Absolvição da instância em processo penal - sim ou não?
Eis algo de que não se ouve falar todos os dias: absolvição da instância em processo penal. Justifica-se, creio, um desvio aos temas centrais deste blog. Embora pense não ser caso único (mas certamente pouco habitual), o acórdão do Tribunal da Relação de Coimbra de 18-10-2006 (ligação directa) considerou esta figura, que tem a marca típica das forjas do processo civil, aplicável também nos processos criminais, quando, por deficiente elaboração do auto de notícia, este não permite a condenação do arguido (no caso concreto, estava em causa a condução sob influência de álcool, mas o auto não indicava claramente o arguido como condutor do automóvel).
Será tal possível, atendendo, designadamente, aos princípios in dubio pro reo (que contém em si uma dimensão processual) e ne bis in idem?
Não subscrevo as conclusões do acórdão. A estrutura do processo penal só muito forçadamente receberá um tal instituto, que, no limite, permitirá que o arguido seja levado mais de que uma vez (e quantas?) a julgamento sobre os mesmos factos. Quando o Ministério Público ou o juiz dão impulso ao processo, fazem-no no pressuposto de haver fundamento para uma possível condenação.

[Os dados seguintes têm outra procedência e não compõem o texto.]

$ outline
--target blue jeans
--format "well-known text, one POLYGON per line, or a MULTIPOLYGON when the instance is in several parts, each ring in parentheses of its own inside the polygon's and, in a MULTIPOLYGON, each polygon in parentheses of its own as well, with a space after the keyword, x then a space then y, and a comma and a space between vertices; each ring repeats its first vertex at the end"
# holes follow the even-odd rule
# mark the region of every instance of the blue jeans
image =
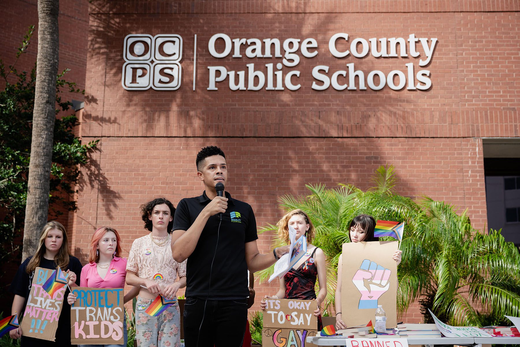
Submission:
POLYGON ((126 330, 126 314, 125 314, 124 319, 123 320, 123 333, 124 336, 124 344, 79 344, 77 345, 80 347, 121 347, 121 346, 126 346, 126 343, 128 342, 128 331, 126 330))

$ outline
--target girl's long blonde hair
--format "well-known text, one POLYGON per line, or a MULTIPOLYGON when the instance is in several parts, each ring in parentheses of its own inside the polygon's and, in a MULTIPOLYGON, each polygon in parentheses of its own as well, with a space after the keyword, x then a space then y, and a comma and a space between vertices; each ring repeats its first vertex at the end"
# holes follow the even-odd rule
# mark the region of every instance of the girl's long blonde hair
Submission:
POLYGON ((278 221, 278 222, 276 223, 276 226, 278 227, 278 237, 281 239, 287 242, 288 245, 290 243, 290 240, 289 240, 289 228, 288 226, 289 220, 291 219, 291 217, 296 214, 303 216, 305 219, 305 222, 309 225, 309 229, 305 233, 305 236, 307 237, 307 242, 308 243, 312 243, 313 240, 314 239, 314 236, 316 232, 314 229, 314 226, 313 225, 313 222, 309 219, 309 216, 307 215, 307 213, 300 209, 293 210, 291 212, 285 213, 278 221))
POLYGON ((36 269, 36 267, 40 266, 40 262, 42 261, 43 255, 45 254, 45 251, 47 250, 45 248, 45 238, 47 237, 47 234, 53 229, 57 229, 60 230, 63 238, 61 247, 55 258, 54 265, 56 266, 56 268, 59 267, 63 271, 66 271, 67 267, 69 265, 69 242, 67 241, 67 231, 65 230, 65 227, 59 222, 51 221, 48 222, 43 227, 43 230, 42 230, 42 235, 40 237, 40 241, 38 243, 38 248, 36 249, 34 256, 31 259, 29 263, 27 264, 27 268, 25 271, 28 274, 31 274, 33 271, 36 269))

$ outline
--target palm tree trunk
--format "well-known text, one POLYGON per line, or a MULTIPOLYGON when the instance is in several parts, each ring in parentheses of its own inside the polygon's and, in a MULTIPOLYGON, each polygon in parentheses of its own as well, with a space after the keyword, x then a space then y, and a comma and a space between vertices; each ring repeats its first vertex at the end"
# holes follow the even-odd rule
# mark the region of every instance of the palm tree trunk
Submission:
POLYGON ((59 53, 59 0, 38 0, 38 57, 22 260, 34 254, 49 210, 59 53))

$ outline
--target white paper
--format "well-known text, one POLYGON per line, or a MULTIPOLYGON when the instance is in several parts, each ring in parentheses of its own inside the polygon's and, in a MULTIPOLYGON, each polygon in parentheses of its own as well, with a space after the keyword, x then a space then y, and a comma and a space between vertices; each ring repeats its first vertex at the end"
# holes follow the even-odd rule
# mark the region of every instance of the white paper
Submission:
POLYGON ((520 331, 520 317, 512 317, 506 316, 508 319, 513 322, 513 325, 520 331))
POLYGON ((493 337, 477 327, 454 327, 443 323, 429 309, 428 311, 435 321, 437 328, 446 337, 493 337))
POLYGON ((302 235, 297 240, 295 240, 296 230, 291 225, 289 227, 289 239, 291 240, 289 252, 282 255, 275 264, 272 275, 269 278, 269 282, 287 274, 307 252, 307 238, 305 236, 302 235))

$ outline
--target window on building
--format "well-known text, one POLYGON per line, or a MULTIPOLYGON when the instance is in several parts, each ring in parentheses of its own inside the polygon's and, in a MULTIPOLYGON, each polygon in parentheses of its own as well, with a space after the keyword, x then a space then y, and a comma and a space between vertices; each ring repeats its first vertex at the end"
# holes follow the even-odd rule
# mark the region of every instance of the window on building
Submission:
POLYGON ((520 139, 483 139, 488 229, 520 246, 520 139))

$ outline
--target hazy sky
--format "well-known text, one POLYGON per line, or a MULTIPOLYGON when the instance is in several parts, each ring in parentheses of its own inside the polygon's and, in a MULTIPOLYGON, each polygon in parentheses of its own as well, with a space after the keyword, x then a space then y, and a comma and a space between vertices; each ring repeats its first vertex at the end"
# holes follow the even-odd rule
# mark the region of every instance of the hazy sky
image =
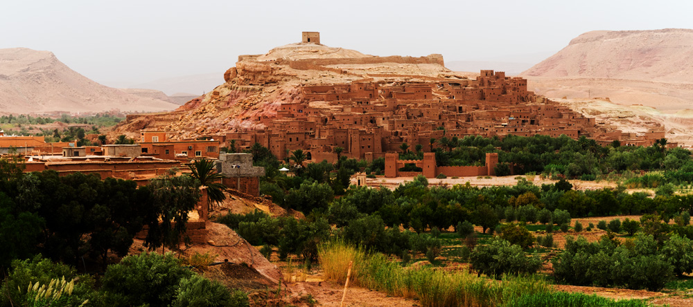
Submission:
POLYGON ((117 86, 220 74, 238 55, 298 42, 301 31, 374 55, 523 62, 591 30, 693 28, 692 12, 688 0, 6 0, 0 48, 52 51, 78 73, 117 86))

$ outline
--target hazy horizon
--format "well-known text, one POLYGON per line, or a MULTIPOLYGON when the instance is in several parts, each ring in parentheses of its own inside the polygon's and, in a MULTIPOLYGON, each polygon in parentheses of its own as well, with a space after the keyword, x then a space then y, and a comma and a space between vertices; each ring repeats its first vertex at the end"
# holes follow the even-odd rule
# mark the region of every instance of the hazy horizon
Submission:
POLYGON ((4 6, 0 48, 53 52, 76 71, 116 87, 210 73, 219 73, 220 84, 220 74, 239 55, 299 41, 301 31, 320 32, 325 45, 374 55, 440 53, 446 62, 525 63, 588 31, 693 28, 687 18, 693 3, 679 1, 38 1, 4 6))

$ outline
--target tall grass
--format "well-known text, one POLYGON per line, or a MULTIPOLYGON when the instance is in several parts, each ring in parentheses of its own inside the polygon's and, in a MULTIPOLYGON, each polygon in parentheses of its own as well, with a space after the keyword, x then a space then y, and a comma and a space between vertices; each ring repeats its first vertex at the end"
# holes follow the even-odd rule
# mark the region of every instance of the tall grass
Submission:
POLYGON ((341 241, 322 244, 318 257, 326 279, 343 283, 351 261, 350 283, 389 295, 416 298, 423 307, 645 306, 640 301, 620 301, 620 304, 613 305, 615 304, 613 300, 598 297, 554 292, 550 285, 536 275, 504 276, 499 281, 466 271, 403 268, 382 254, 368 254, 363 249, 341 241), (552 301, 554 296, 556 300, 552 301), (573 301, 574 304, 570 304, 573 301))
POLYGON ((322 267, 325 279, 340 283, 346 280, 349 263, 353 261, 350 282, 358 283, 358 270, 364 265, 365 257, 366 253, 362 248, 357 248, 340 240, 322 243, 317 252, 317 258, 322 267))
POLYGON ((647 304, 642 301, 615 301, 596 295, 587 295, 565 292, 523 295, 505 304, 507 307, 644 307, 647 306, 647 304))

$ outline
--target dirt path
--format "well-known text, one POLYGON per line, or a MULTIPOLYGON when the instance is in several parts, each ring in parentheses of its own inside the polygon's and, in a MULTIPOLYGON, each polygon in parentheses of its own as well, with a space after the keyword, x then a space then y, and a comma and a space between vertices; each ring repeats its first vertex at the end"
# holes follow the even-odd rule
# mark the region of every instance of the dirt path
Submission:
MULTIPOLYGON (((316 306, 339 306, 344 293, 344 285, 330 281, 297 282, 290 283, 288 286, 299 297, 310 294, 313 299, 317 301, 316 306)), ((346 290, 344 306, 411 307, 419 304, 418 301, 414 299, 390 297, 382 292, 349 286, 346 290)))

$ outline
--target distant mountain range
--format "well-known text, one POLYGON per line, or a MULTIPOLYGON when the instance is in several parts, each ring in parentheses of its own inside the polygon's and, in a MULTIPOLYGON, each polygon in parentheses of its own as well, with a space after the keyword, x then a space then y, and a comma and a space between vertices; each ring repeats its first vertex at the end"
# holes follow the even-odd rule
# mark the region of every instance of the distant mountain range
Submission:
POLYGON ((170 111, 178 106, 162 97, 133 95, 96 83, 49 51, 0 49, 0 112, 170 111))
POLYGON ((588 32, 522 75, 693 83, 693 30, 588 32))

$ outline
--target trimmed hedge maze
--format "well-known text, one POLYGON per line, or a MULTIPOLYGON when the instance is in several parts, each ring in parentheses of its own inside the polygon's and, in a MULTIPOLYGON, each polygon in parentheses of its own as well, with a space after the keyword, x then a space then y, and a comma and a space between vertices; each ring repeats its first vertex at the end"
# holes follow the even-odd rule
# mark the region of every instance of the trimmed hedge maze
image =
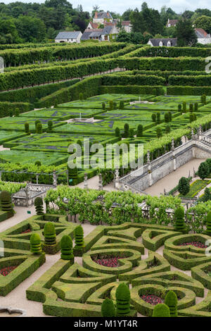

Cabe-lhes providenciar pelo regular andamento do processo. Nas actuações de juízes, procuradores-adjuntos, funcionários judiciais e órgãos de polícia criminal, podem exisitir falhas, mas esse risco não pode correr por conta do arguido.
Pergunto-me se este processo seguirá para o Tribunal Constitucional (o que se me afigura difícil, já que, aparentemente, não foi levantada a questão da inconstitucionalidade no requerimento em que se arguiu a nulidade).
Aqui fica, para que cada um forme o seu juízo, uma parte da fundamentação (podendo aceder-se à restante na ligação supra indicada).
"É sabido, e não será o recorrente que se poderá arrogar o topete de nos ensinar o que quer que seja, que a legislação adjectiva processual penal não contempla a figura da absolvição da instância.
No entanto, tivesse o recorrente atentado no último dos acórdãos citados, relatado por um dos mais sapientes Juízes Conselheiros que lavraram no nosso mais Alto Tribunal, o Dr. Lourenço Martins, e talvez não se arrojasse na sua apodíctica prosa.
A figura de absolvição da instância não se encontra especialmente prevista no ordenamento jurídico-processual, mas doutrinariamente é defendida por tratadistas, dada a necessidade de acorrer a situações similares aquelas que ocorreram nos autos. Isto é, não poder o infractor quedar impune, por factos que, indiciariamente, terá praticado, e que se não se utilizasse a figura da absolvição da instância formar-se-ia relativamente ao crime cometido caso julgado material que impediria a perseguição por factos similares, na obediência ao principio do ne bis in idem.
O Código Processo Penal não é um diploma completo – a prova desta asserção vem que desde que foi publicado já sofreu duas ou três alterações e está prestes a sofrer outra – e contém lacunas que ele próprio prevê poderem ser colmatadas com recurso a figuras existentes no ordenamento adjectivo civil.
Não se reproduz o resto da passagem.